Le président sénégalais Macky Sall a laissé jeudi en suspens la date de la présidentielle dont il avait décrété le report, tout en assurant que son mandat à la tête du pays se terminerait comme prévu le 2 avril. «Pour ce qui est de la date, on verra ce que le dialogue proposera», a-t-il dit lors d’un entretien avec la presse sénégalaise en évoquant le dialogue politique qu’il entend mener à partir de lundi.
«L’élection peut se tenir avant ou après le 2 avril», a-t-il déclaré. Interrogé sur l’éventualité qu’elle se tienne d’ici au 2 avril, il a répondu «je ne le pense pas», tout en assurant que sa mission se terminait le 2 avril. «Le 2 avril 2024 ma mission se termine à la tête du Sénégal», a-t-il déclaré.
Le Sénégal, volontiers vanté pour sa stabilité et ses pratiques démocratiques bien qu’ayant connu de graves troubles politiques par le passé, est plongé dans l’inconnu depuis la décision début février du président Sall et de l’Assemblée nationale de reporter au 15 décembre la présidentielle prévue le 25 février.
Ce report, dénoncé comme un «coup d’Etat constitutionnel» par l’opposition, a provoqué une commotion dans l’opinion et des manifestations qui ont fait quatre morts. Le Conseil constitutionnel a opposé la semaine dernière son veto à cet ajournement et au maintien du président Sall à son poste jusqu’à l’installation de son successeur.
Le Conseil a constaté l’impossibilité de maintenir la présidentielle le 25 février et demandé aux autorités de l’organiser «dans les meilleurs délais».
Malgré les spéculations sur la tentation d’un passage en force, le président Sall avait dit le lendemain son intention de respecter la décision du Conseil et de mener «sans tarder les consultations nécessaires» à l’organisation du scrutin.

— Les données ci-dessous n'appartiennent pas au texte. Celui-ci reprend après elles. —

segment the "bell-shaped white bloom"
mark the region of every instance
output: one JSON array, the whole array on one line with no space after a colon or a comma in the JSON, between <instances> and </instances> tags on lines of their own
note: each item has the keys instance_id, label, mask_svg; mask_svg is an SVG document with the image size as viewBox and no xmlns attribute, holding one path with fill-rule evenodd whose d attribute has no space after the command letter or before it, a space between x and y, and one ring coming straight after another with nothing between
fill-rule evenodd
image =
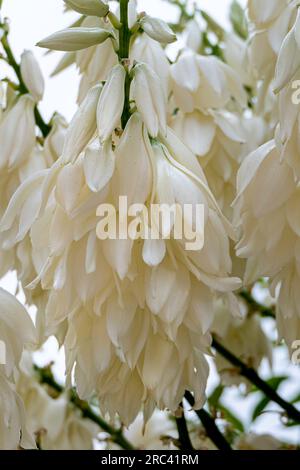
<instances>
[{"instance_id":1,"label":"bell-shaped white bloom","mask_svg":"<svg viewBox=\"0 0 300 470\"><path fill-rule=\"evenodd\" d=\"M249 18L262 26L274 21L286 8L288 0L248 0Z\"/></svg>"},{"instance_id":2,"label":"bell-shaped white bloom","mask_svg":"<svg viewBox=\"0 0 300 470\"><path fill-rule=\"evenodd\" d=\"M67 128L65 118L55 114L51 120L51 131L44 142L44 155L49 167L62 155Z\"/></svg>"},{"instance_id":3,"label":"bell-shaped white bloom","mask_svg":"<svg viewBox=\"0 0 300 470\"><path fill-rule=\"evenodd\" d=\"M286 35L276 64L274 91L278 93L295 75L300 67L300 11L293 28Z\"/></svg>"},{"instance_id":4,"label":"bell-shaped white bloom","mask_svg":"<svg viewBox=\"0 0 300 470\"><path fill-rule=\"evenodd\" d=\"M102 28L68 28L51 34L37 46L55 51L80 51L101 44L109 37L112 33Z\"/></svg>"},{"instance_id":5,"label":"bell-shaped white bloom","mask_svg":"<svg viewBox=\"0 0 300 470\"><path fill-rule=\"evenodd\" d=\"M98 107L97 126L101 142L111 137L119 125L124 109L126 71L115 65L103 87Z\"/></svg>"},{"instance_id":6,"label":"bell-shaped white bloom","mask_svg":"<svg viewBox=\"0 0 300 470\"><path fill-rule=\"evenodd\" d=\"M87 16L106 16L109 6L102 0L64 0L72 10Z\"/></svg>"},{"instance_id":7,"label":"bell-shaped white bloom","mask_svg":"<svg viewBox=\"0 0 300 470\"><path fill-rule=\"evenodd\" d=\"M134 113L116 150L114 196L116 200L120 194L127 196L129 205L143 204L149 197L151 187L152 170L144 138L143 121L138 113Z\"/></svg>"},{"instance_id":8,"label":"bell-shaped white bloom","mask_svg":"<svg viewBox=\"0 0 300 470\"><path fill-rule=\"evenodd\" d=\"M55 77L59 73L63 72L68 67L73 65L75 63L75 61L76 61L76 52L74 52L74 51L73 52L66 52L65 54L63 54L62 58L60 59L60 61L56 65L55 69L51 73L50 77L51 78Z\"/></svg>"},{"instance_id":9,"label":"bell-shaped white bloom","mask_svg":"<svg viewBox=\"0 0 300 470\"><path fill-rule=\"evenodd\" d=\"M24 51L21 56L21 75L23 81L36 101L44 95L45 81L38 61L31 51Z\"/></svg>"},{"instance_id":10,"label":"bell-shaped white bloom","mask_svg":"<svg viewBox=\"0 0 300 470\"><path fill-rule=\"evenodd\" d=\"M202 33L196 20L191 20L187 23L185 34L186 46L194 52L199 52L202 42Z\"/></svg>"},{"instance_id":11,"label":"bell-shaped white bloom","mask_svg":"<svg viewBox=\"0 0 300 470\"><path fill-rule=\"evenodd\" d=\"M0 371L4 369L10 377L15 367L19 365L23 349L33 347L35 343L33 323L15 297L0 289Z\"/></svg>"},{"instance_id":12,"label":"bell-shaped white bloom","mask_svg":"<svg viewBox=\"0 0 300 470\"><path fill-rule=\"evenodd\" d=\"M213 333L222 340L225 347L247 364L251 364L255 370L264 359L272 366L272 345L262 329L259 315L249 313L243 301L239 301L238 308L240 316L234 317L229 305L219 299L215 303ZM220 355L216 357L216 366L224 384L247 383L238 372L232 372L229 362Z\"/></svg>"},{"instance_id":13,"label":"bell-shaped white bloom","mask_svg":"<svg viewBox=\"0 0 300 470\"><path fill-rule=\"evenodd\" d=\"M176 105L184 112L195 108L223 108L233 98L245 106L247 96L238 74L216 57L185 50L171 66Z\"/></svg>"},{"instance_id":14,"label":"bell-shaped white bloom","mask_svg":"<svg viewBox=\"0 0 300 470\"><path fill-rule=\"evenodd\" d=\"M144 62L158 75L165 95L169 95L170 63L161 44L151 39L147 34L137 36L130 48L130 60Z\"/></svg>"},{"instance_id":15,"label":"bell-shaped white bloom","mask_svg":"<svg viewBox=\"0 0 300 470\"><path fill-rule=\"evenodd\" d=\"M35 146L35 101L21 96L0 122L0 170L13 170L27 160Z\"/></svg>"},{"instance_id":16,"label":"bell-shaped white bloom","mask_svg":"<svg viewBox=\"0 0 300 470\"><path fill-rule=\"evenodd\" d=\"M17 334L17 333L16 333ZM0 372L0 449L36 449L26 427L26 413L15 387Z\"/></svg>"},{"instance_id":17,"label":"bell-shaped white bloom","mask_svg":"<svg viewBox=\"0 0 300 470\"><path fill-rule=\"evenodd\" d=\"M280 160L274 141L244 160L235 202L242 229L237 254L247 259L246 285L261 276L270 278L272 295L278 298L279 334L289 346L300 331L299 195L293 170Z\"/></svg>"},{"instance_id":18,"label":"bell-shaped white bloom","mask_svg":"<svg viewBox=\"0 0 300 470\"><path fill-rule=\"evenodd\" d=\"M49 395L34 374L32 357L24 354L17 379L17 392L24 402L29 431L42 450L91 450L98 426L70 406L67 394Z\"/></svg>"},{"instance_id":19,"label":"bell-shaped white bloom","mask_svg":"<svg viewBox=\"0 0 300 470\"><path fill-rule=\"evenodd\" d=\"M132 29L137 22L137 0L128 2L128 28Z\"/></svg>"},{"instance_id":20,"label":"bell-shaped white bloom","mask_svg":"<svg viewBox=\"0 0 300 470\"><path fill-rule=\"evenodd\" d=\"M109 23L95 16L85 17L81 26L111 30ZM78 102L81 103L91 87L107 80L111 69L118 63L118 56L112 41L105 41L75 54L76 65L82 75L78 93Z\"/></svg>"},{"instance_id":21,"label":"bell-shaped white bloom","mask_svg":"<svg viewBox=\"0 0 300 470\"><path fill-rule=\"evenodd\" d=\"M101 92L102 85L93 87L75 113L65 137L65 161L75 160L96 133L96 112Z\"/></svg>"},{"instance_id":22,"label":"bell-shaped white bloom","mask_svg":"<svg viewBox=\"0 0 300 470\"><path fill-rule=\"evenodd\" d=\"M150 38L163 44L170 44L177 39L176 34L173 33L167 23L158 18L145 15L141 19L141 26Z\"/></svg>"},{"instance_id":23,"label":"bell-shaped white bloom","mask_svg":"<svg viewBox=\"0 0 300 470\"><path fill-rule=\"evenodd\" d=\"M147 64L133 69L131 93L151 137L167 129L167 98L158 75Z\"/></svg>"},{"instance_id":24,"label":"bell-shaped white bloom","mask_svg":"<svg viewBox=\"0 0 300 470\"><path fill-rule=\"evenodd\" d=\"M83 168L85 179L91 191L100 192L110 181L115 170L115 155L111 141L101 145L96 139L87 147Z\"/></svg>"}]
</instances>

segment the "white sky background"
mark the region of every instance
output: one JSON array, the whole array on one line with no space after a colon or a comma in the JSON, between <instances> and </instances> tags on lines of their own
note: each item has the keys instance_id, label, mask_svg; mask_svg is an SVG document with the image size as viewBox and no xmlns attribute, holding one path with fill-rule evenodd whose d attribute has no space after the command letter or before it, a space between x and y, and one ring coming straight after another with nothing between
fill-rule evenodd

Depuis lors, rien n’avait filtré officiellement des discussions qu’il aurait menées, en dépit de déclarations à la presse de personnalités disant avoir joué les bons offices, y compris auprès d’Ousmane Sonko, personnage principal d’un bras de fer avec l’État qui a donné lieu à plusieurs épisodes de contestation meurtrière depuis 2021.

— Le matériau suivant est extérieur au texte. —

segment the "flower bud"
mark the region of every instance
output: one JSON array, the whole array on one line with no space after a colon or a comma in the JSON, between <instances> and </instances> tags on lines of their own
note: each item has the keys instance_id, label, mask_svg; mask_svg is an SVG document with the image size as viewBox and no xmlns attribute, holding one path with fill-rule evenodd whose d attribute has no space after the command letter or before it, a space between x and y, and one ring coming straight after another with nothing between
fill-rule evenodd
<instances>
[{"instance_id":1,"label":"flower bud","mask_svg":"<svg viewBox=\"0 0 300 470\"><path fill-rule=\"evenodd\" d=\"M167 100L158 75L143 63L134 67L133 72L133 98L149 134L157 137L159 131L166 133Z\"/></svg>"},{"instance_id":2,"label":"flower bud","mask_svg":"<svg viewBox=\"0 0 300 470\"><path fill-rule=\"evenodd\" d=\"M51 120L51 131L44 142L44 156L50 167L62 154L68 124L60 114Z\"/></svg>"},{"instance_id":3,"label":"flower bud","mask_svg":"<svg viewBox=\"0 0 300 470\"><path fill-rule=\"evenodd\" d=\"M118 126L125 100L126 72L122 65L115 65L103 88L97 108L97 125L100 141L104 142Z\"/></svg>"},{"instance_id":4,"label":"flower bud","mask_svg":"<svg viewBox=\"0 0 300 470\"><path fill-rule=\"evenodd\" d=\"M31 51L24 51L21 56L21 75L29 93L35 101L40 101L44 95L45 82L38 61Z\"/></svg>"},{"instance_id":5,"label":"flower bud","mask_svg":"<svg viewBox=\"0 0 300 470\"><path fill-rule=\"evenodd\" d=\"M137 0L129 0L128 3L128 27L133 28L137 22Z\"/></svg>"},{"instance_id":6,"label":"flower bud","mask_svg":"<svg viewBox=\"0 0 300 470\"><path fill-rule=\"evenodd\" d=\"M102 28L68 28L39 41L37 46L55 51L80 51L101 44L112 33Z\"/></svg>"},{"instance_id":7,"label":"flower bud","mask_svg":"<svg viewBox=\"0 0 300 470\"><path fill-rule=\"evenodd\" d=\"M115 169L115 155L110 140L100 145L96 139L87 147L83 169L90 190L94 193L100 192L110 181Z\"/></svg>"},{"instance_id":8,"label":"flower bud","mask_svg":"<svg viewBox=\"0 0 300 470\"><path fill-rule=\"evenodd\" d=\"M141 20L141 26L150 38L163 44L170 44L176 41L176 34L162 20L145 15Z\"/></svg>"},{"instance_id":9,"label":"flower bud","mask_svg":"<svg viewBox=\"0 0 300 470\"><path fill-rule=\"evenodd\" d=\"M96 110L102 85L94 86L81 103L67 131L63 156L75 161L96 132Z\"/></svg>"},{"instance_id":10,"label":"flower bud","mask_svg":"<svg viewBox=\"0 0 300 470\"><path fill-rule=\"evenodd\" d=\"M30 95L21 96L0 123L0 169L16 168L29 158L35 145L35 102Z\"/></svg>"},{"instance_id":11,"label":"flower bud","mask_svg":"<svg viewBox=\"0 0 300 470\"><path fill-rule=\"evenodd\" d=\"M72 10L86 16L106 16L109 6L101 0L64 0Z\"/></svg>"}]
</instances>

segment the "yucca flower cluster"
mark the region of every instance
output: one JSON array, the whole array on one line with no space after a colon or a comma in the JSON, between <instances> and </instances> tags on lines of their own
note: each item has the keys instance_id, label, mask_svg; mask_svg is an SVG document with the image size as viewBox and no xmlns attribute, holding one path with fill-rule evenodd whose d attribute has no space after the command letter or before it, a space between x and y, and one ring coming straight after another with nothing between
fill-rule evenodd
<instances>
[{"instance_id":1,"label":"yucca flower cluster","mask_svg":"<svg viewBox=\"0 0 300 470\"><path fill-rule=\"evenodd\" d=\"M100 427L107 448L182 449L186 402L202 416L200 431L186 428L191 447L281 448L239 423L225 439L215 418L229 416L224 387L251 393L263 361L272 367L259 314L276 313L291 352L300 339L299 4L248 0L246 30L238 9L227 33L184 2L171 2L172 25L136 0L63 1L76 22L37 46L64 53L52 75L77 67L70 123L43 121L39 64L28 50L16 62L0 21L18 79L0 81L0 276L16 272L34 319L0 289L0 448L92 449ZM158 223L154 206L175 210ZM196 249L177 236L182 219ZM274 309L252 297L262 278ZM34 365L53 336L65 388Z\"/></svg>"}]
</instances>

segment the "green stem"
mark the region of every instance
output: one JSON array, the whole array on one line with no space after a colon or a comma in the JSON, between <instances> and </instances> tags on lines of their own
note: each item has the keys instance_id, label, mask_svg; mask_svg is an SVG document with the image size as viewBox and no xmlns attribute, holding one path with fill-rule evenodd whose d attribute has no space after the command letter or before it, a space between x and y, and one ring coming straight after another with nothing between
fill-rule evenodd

Toujours lors de cet entretien avec la presse sénégalaise, le président sénégalais Macky Sall s’est dit jeudi «prêt» à libérer Ousmane Sonko pour aller vers des élections «apaisées», dans un entretien télévisé avec la presse sénégalaise. M. Sonko est emprisonné depuis juillet 2023 et a été disqualifié de la présidentielle. Mais la candidature de son second, Bassirou Diomaye Faye, détenu lui aussi, a été validée par le Conseil constitutionnel.
Des appels à la mobilisation
Le président Sall a demandé mercredi en Conseil des ministres que «toutes les dispositions» soient prises «pour une bonne organisation de l’élection présidentielle à une date qui sera fixée très prochainement, après les consultations avec les acteurs politiques, les responsables de la société civile et les représentants des forces vives». Il a demandé au ministère de la Justice de finaliser des textes «pour matérialiser la volonté de réconciliation et de pardon». Une loi d’amnistie des prisonniers avait été évoquée il y a une semaine.
Plusieurs centaines de détenus ont été relâchés depuis la semaine dernière, contribuant à une fragile détente.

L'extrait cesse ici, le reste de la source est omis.